Hilton Malta – relacja z wizyt w executive lounge
Executive Lounge w Hilton Malta znajduje się na 9tym piętrze i składa się z kilku części: recepcji, strefy wypoczynkowej z wygodnymi fotelami, strefy gastronomicznej gdzie dostępne są w poszczególnych porach dnia różne przekąski oraz tarasu z widokiem na Morze Śródziemne. Całość została urządzona w jasnych barwach. Klasy dodają złote elementy, rzeźby, nadbudowa kominka czy wysokiej jakości meble – trochę przypominające te w DoubleTree by Hilton Wrocław.
Salonik dostępny jest dla Gości w godzinach 6 – 22.
Śniadanie w executive lounge Hilton Malta
W godzinach 7.30 – 10.30 serwowane jest śniadanie podczas którego dostępne są dania na ciepło jak i na zimno. Zjemy m.in. omlety, jajecznicę, maltańskie kiełbaski (których fanem nie będę), pomidory w ziołach czy bekon. Oprócz tego znajdziemy pieczywo, wędliny, sery i słodkie przekąski.
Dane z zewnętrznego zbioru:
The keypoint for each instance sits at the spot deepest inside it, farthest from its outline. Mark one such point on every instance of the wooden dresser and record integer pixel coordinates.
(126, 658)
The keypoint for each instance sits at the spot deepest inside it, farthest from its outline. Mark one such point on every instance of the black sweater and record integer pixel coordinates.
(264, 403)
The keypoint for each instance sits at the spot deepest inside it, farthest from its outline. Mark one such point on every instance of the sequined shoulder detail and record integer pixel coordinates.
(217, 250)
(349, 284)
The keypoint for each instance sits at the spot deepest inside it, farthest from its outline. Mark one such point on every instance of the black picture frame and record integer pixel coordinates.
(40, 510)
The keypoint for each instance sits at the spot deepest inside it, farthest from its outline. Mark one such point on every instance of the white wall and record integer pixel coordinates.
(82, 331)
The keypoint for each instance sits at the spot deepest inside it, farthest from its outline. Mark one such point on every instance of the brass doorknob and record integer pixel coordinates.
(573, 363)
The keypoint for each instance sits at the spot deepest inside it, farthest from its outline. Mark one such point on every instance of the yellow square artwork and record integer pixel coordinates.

Nie zabraknie również kolejnego maltańskiego przysmaku – pastizzi. Do tego bardzo dobra kawa i mamy przyjemne rozpoczęcie dnia. Plusem jest również dużo mniejszy ruch w porównaniu do restauracji śniadaniowej.
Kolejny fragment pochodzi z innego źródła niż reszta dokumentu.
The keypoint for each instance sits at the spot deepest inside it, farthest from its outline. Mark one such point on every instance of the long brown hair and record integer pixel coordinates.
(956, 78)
Tea Time w executive lounge Hilton Malta
Kolejnym ważnym momentem są godziny 15.00 – 17.00 kiedy to trwa tzw. Afternoon Tea. Wtedy też pojawią się różnego rodzaje ciasta oraz mini kanapki. Powiem tak, było pysznie.
Pre Dinner Drinks
Następnie strefa gastronomiczna jest zamykana na godzinę, ponieważ rozpoczynają się przygotowania do Pre Dinner Drinks, które rozpoczyna się o 18tej. Wtedy też pojawiają się alkohole – lokalne wina czy piwo, prosecco, whiskey, rum, wódka czy gin. Oprócz tego dostępne są przekąski. Na ciepło były to pozycje z azjatyckiej kuchni, np. sajgonki czy krewetki w tempurze. Na zimno – różnego rodzaju warzywa pozwalające skomponować sałatkę, pieczywo, różnego rodzaju pasty, sery czy też owoce. Trzeba przyznać, że dania były typowo przekąskowe, ale wyróżniające się smakiem i różnorodnością. Szczególnie te azjatyckie.
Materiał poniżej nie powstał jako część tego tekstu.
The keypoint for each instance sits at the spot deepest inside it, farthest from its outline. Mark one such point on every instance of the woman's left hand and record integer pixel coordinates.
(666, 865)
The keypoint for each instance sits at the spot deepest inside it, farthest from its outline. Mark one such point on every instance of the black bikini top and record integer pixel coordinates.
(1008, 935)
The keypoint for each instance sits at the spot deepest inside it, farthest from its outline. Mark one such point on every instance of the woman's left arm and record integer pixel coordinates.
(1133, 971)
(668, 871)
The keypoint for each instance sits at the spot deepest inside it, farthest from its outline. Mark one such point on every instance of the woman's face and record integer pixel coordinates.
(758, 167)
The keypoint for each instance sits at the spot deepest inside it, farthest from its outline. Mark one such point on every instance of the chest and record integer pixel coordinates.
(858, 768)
Podczas naszych pobytów w executive lounge było sporo Gości, mimo to nie było większego problemu ze znalezieniem stolika i co ważniejsze panował spokój. Ponadto ewentualne braki w bufecie były natychmiast uzupełniane.
Obsługa w executive lounge w Hilton Malta
Sama obsługa była bardzo uprzejma, miła i sympatyczna. Początkowo wydawało mi się, że są zbyt nachalni pytając co chwilę czy wszystko jest w porządku, czy czegoś potrzeba, czy mogą w czymś pomóc. Niestety w Polsce ciężko o takie podejście, stąd potrzebowałem trochę czasu na ‘zaaklimatyzowanie się’. Co więcej, obsługa z chęcią wdawała się w dłuższe dyskusje z Gośćmi i sprawiała wrażenie dostępnej na wyciągnięcie ręki. Znów zrobię dygresję w stronę naszego kraju – u nas w salonikach obsługa stara się być jak najbardziej dyskretna i jak najmniej widoczna. A szkoda, bo tu ten czas nabierał bardziej kształtu spotkania niż typowej kolacji.
W executive lounge Goście mogą również skorzystać z drukarki łącząc się z nią poprzez aplikację na smartphona i przesyłając plik do druku. Osobiście wolałbym tradycyjne stanowisko komputerowe z drukarką, gdyż moje zdolności połączenia urządzenia jednym z drugim są mówiąc delikatnie średnie. Tu z pomocą przyszła Pani z recepcji drukując plik z maila 😊
Podsumowanie
Executive lounge w Hilton Malta był naszym pierwszym zagranicznym miejscem, które mieliśmy okazję odwiedzić i mimo, że kolacja jest w formie przekąskowej to staje się naszym numerem jeden.
Hilton Malta
Vjal Portomaso
St Julian’s PTM 01
Anuszka
Cieszę się że mieliście udany wyjazd. Tak dokładny opis tego miejsca sprawia że czytajac mam wrażenie jakbym była tam i widziała to własnymi oczami. Niestety po radości przychodzi smutek, że jednak to tylko lektura fachowego opisu przyjaznego gościom miejsca, a nie prywatne doznania….
HotelowyPodróżnik
może zimą się tam wybierzemy? 😉
wtedy tam panuje nasza piękna wiosna!